(November 28, 2022 at 6:41 pm)Belacqua Wrote:(November 28, 2022 at 4:35 pm)emjay Wrote: if it's claiming to be a historical record, which I believe is most probable for the Eden story, then that's how I think it needs to be judged.
Yeah, I don't think we're going to agree on this.
I see no reason to believe the Eden story was ever intended as journalism or history.
And as I said, for me it's the inclusion of mundane, factual details, such as the river names and locations, that suggests it was indeed intended as a factual/historical record of some sort. If it were not for that I would have little difficulty in seeing the story as, or at least potentially as, allegorical (notwithstanding my Christian upbringing which was basically YEC and the term allegory was rarely, if ever used).
Quote:Affective, suggestive, spiritual literature, including scripture, just isn't meant to be read as a straight accounting of facts. That would be like reading Swann's Way as a factual listing of events. It would be like trying to make oneself autistic. Not to read it as spiritual just seems bizarre to me.
I think that modern ways of reading have damaged our abilities. Somehow people think that every book should be read as if it were a physics textbook, and books which can't be read this way are failures. It narrows down the possibilities of human experience.
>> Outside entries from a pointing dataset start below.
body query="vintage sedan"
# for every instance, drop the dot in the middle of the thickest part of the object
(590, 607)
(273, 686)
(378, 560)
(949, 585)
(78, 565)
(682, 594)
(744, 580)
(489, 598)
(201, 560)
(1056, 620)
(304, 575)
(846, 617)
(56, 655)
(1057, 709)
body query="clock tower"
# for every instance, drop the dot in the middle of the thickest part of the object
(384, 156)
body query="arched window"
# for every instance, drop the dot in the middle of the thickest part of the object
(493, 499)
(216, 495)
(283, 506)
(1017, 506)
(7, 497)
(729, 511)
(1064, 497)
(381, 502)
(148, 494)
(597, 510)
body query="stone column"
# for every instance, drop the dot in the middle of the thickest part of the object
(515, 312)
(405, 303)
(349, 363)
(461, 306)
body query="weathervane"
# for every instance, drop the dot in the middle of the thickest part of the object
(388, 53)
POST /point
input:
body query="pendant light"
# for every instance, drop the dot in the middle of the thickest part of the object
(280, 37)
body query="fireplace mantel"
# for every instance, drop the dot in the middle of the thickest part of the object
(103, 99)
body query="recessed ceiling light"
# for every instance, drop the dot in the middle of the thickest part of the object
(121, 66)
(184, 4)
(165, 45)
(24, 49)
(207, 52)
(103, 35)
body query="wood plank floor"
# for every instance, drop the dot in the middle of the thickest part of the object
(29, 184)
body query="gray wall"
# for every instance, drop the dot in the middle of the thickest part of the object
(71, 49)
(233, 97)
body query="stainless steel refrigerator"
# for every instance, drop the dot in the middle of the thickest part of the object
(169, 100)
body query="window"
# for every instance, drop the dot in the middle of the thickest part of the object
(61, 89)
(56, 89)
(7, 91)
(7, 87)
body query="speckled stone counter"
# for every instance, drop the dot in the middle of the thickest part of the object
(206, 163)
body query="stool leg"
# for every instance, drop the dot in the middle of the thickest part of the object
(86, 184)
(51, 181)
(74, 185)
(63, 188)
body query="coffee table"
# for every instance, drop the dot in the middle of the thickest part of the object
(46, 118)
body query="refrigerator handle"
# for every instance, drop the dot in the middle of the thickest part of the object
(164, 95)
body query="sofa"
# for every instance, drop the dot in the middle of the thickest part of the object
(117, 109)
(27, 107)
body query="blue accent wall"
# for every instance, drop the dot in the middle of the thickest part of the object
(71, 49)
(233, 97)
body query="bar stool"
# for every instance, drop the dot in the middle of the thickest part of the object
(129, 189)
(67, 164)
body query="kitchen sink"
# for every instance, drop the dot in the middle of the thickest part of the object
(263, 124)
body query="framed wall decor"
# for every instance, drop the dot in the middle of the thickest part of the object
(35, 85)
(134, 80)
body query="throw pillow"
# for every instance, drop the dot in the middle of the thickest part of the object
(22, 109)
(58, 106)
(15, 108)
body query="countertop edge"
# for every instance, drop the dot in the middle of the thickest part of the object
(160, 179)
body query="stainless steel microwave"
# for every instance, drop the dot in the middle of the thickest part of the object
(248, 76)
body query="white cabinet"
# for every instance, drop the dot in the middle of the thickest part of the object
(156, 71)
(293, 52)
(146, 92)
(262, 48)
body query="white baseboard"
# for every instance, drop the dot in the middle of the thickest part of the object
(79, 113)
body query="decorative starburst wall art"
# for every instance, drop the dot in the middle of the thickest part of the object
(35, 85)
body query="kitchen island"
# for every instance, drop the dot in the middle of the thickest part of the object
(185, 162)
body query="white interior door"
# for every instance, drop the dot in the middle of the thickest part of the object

It's not the case that I think everything, or the Bible in particular, should be read as a physics textbook, but where something is or appears to be making a factual claim, which as I said, I think those instances in the Eden story are doing so, then I think it should be treated as such. So I disagree with your last sentence there; it's not that I can't enjoy literature, on an emotional and psychological level, what you may or may not be referring to as spiritual, but as I said when something appears to be making a claim, then I'll treat it as a claim. For instance indeed, I enjoyed reading Dante a long time ago... and it was indeed strangely transcendent in weird ways - made me feel all sorts of things - but I never had any issues with it like I'm describing here for Genesis, because there are none of these apparent historical/factual claims. It's something you can just accept as either the result of a vivid imagination (my view), or 'inspired [by God]' (presumably yours), but either way it doesn't affect the value of it as interesting and thought provoking literature.